Arquitectura - Obras

Por Alejandro Rosas

Nadie hubiera imaginado jamás que desde tiempo atrás, se preparaba un robo sui géneris: no a un banco, no a una casa habitación, no a un centro comercial sino a un museo. La noche del 24 de diciembre, mientras los mexicanos disfrutaban con alegría la cena navideña, una banda de ladrones ingresó en el Museo Nacional de Antropología e Historia para llevarse 144 piezas pertenecientes a las salas maya y mexica particularmente.

Entre los objetos que hasta la fecha no han sido recuperados se encontraban varios que habían sido hallados en los cenotes de Chichen Itzá, en la tumba de Pakal en Palenque y varias piezas de oro. Nadie se percató de lo acontecido sino hasta ya entrada la mañana del 25 de diciembre de 1985, cuando fue el cambio de guardia. La indignación cundió por todos lados, pero las investigaciones no condujeron a la captura de ningún responsable.

Los ladrones entraron y salieron sin problema alguno y dada la importancia de las piezas, las autoridades consideraron el hecho como el mayor despojo que había sufrido el país en cuanto su patrimonio prehispánico. Aunque este fue un caso particular, el saqueo de piezas arqueológicas se ha dado desde mediados del siglo XIX cuando muchos extranjeros vinieron a explorar las tierras del sureste. Desde entonces, una parte del pasado prehispánico ha terminado en colecciones privadas internacionales ya sea por robo, contrabando o tráfico.

En la penúltima semana de septiembre del 2015, se anunció que una importante pieza de la cultura Olmeca, con 3 mil años de antigüedad, el bajorrelieve de Xoc, fue recuperada por México luego de que hace más de cuarenta años fue robada del lugar donde se encontraba originalmente.

La pieza fue descubierta en Ocosingo, Chiapas y ahí permaneció hasta que corrió la noticia de que había sido arrancada de la ronca donde se encontraba. A partir de entonces no volvió a saberse nada.

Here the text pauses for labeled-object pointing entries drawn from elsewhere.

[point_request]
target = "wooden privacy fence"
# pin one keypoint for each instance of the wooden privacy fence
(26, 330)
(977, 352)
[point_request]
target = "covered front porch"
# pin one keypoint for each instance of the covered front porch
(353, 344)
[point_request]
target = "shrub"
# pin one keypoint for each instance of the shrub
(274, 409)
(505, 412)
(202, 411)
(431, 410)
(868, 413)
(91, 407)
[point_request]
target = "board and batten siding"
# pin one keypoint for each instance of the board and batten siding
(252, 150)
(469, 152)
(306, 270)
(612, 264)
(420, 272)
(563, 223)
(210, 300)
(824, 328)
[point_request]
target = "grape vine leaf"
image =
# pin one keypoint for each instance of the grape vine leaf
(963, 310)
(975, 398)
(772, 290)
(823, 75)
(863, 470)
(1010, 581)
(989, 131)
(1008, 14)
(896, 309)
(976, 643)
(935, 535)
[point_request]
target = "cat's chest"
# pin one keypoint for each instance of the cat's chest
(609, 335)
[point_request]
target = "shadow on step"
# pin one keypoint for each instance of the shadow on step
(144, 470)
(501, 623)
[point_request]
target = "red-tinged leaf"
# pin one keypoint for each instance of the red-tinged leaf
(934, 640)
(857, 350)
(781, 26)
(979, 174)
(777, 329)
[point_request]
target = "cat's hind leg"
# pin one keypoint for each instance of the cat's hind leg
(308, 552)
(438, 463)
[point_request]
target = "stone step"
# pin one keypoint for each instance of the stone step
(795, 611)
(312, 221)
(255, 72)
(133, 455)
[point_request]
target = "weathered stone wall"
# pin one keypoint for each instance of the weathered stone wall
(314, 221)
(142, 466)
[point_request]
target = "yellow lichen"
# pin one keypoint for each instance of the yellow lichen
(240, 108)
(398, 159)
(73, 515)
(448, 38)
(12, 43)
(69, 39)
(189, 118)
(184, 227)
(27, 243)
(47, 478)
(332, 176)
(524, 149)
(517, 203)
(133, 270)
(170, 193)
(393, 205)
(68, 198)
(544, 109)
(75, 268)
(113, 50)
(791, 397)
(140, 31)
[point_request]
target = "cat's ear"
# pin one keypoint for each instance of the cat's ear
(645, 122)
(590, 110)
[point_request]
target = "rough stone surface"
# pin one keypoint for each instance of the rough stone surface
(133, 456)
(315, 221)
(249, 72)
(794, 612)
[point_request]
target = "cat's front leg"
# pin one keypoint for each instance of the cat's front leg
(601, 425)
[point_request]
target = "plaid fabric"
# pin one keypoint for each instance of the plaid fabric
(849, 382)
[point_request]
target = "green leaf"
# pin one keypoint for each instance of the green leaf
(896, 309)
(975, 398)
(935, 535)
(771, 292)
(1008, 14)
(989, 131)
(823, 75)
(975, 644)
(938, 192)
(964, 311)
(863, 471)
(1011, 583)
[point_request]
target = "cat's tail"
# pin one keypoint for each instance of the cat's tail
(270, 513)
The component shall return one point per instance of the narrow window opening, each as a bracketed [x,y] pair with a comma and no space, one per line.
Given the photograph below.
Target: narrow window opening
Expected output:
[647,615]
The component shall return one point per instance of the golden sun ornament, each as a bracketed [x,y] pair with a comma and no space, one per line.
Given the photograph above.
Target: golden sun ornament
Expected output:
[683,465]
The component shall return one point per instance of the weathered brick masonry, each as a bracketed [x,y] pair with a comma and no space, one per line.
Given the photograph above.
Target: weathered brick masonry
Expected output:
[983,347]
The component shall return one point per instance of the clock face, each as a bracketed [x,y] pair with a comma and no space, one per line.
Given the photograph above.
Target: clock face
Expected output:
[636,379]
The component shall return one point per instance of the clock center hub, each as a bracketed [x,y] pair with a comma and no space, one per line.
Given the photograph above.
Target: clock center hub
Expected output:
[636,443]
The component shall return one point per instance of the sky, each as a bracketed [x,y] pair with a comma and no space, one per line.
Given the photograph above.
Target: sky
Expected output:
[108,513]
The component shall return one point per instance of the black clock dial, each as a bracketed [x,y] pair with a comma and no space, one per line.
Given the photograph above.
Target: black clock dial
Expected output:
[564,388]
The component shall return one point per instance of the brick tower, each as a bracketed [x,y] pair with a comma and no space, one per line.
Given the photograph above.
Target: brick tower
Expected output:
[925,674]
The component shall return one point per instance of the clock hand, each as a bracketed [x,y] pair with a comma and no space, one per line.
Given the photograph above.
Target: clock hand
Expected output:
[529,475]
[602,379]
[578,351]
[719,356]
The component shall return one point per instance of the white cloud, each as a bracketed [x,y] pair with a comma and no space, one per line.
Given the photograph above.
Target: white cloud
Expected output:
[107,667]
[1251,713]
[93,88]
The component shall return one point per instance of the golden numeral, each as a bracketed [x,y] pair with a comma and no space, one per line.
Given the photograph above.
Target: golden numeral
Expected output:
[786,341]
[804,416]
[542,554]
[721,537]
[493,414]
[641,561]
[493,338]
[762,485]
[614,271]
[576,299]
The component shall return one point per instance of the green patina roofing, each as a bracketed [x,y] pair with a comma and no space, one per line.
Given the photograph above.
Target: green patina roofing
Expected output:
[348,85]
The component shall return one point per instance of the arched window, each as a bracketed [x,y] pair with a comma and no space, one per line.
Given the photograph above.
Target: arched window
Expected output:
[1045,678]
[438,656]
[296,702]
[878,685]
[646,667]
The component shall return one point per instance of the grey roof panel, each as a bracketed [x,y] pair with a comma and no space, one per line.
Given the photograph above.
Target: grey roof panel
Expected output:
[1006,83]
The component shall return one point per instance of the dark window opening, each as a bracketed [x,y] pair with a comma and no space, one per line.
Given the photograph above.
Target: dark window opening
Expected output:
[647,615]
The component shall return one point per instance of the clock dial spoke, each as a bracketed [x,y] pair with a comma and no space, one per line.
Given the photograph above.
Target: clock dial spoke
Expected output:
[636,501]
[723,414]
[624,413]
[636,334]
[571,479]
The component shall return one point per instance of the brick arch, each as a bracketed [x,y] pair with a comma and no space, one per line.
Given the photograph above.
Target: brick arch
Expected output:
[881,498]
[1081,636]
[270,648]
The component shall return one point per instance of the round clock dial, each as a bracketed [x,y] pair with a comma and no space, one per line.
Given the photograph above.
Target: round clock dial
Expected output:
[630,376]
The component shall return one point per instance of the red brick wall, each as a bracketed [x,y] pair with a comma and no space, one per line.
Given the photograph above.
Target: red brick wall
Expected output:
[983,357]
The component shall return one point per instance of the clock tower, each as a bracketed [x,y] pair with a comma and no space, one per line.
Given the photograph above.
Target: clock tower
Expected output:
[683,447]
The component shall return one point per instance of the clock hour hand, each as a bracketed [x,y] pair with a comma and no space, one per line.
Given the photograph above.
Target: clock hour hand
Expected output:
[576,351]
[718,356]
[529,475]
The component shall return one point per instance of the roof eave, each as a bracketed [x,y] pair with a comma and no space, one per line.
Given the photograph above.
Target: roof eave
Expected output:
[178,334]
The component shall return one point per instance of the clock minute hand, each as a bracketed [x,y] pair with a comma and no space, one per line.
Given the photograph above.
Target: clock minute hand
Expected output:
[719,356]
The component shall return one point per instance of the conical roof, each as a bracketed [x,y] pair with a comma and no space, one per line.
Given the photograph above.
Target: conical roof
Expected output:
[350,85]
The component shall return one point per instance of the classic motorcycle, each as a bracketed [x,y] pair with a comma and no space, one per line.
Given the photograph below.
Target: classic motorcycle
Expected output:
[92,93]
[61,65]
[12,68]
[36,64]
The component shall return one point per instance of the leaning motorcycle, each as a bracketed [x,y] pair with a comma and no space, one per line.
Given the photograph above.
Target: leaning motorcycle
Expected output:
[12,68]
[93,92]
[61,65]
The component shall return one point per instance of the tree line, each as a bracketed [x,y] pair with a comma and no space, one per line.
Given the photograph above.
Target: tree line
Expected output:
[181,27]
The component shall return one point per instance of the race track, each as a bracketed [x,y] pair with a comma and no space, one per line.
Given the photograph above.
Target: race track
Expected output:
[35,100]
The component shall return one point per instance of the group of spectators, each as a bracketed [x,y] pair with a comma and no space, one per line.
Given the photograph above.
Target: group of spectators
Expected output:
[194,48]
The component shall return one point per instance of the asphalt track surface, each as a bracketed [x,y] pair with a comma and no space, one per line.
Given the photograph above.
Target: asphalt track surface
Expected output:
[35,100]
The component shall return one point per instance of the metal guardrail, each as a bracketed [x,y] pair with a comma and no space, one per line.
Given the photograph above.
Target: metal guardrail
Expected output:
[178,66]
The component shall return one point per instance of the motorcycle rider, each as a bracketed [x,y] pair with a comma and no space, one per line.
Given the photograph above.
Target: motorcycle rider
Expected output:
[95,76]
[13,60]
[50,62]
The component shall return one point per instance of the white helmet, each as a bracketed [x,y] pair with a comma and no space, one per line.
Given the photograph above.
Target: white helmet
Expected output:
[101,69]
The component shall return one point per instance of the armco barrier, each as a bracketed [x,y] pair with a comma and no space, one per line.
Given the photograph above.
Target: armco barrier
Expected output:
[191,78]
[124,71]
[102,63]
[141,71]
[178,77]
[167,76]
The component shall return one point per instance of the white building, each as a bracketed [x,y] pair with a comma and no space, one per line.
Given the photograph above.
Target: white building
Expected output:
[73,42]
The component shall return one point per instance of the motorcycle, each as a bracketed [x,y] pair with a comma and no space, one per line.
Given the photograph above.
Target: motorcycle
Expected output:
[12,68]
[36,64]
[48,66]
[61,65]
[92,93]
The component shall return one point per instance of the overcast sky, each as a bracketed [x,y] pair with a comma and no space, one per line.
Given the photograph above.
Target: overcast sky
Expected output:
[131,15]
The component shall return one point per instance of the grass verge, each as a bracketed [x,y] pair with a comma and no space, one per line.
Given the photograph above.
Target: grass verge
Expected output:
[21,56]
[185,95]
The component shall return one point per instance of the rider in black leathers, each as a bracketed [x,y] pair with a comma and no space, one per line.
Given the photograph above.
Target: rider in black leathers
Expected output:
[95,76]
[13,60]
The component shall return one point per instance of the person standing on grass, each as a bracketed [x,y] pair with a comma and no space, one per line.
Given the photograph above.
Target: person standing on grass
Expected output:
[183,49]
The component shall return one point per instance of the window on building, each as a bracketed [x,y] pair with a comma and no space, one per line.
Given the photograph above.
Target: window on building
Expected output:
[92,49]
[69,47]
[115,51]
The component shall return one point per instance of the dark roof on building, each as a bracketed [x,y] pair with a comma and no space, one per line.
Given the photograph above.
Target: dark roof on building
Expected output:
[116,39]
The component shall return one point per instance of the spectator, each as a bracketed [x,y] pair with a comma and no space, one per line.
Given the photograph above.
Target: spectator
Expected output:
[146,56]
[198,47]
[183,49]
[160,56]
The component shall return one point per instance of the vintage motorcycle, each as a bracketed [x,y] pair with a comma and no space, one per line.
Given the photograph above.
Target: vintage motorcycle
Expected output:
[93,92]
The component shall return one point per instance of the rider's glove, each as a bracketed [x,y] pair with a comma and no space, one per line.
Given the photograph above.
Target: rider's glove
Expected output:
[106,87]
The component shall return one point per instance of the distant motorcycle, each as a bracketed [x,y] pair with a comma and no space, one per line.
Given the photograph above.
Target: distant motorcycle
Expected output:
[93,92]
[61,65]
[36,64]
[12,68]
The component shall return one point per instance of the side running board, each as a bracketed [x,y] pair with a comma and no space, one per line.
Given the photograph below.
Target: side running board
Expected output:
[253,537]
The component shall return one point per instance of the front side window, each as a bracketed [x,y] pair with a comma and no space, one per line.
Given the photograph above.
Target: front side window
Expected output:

Sin embargo, en los últimos días, volvió a ser noticia porque al parecer quería ser subastada, lo que llamó la atención de los autoridades francesas y la pieza fue decomisada y entregada al gobierno mexicano.

Con 2.20 metros de alto, 1.15 metros de largo y 30 centímetros de ancho, el bajorrelieve de Xoc, muestra a un hombre de pie, de perfil, ricamente ataviado, con una máscara y pies en forma de garras. La recuperación de la pieza abona en la investigación de nuestro pasado ya que es una prueba fehaciente de que la madre de todas las culturas mesoamericanas –como se le conoce a los Olmecas- se desarrolló más allá de Veracruz y Tabasco –donde se encuentran sus principales centros ceremoniales- llegando incluso hasta Chiapas.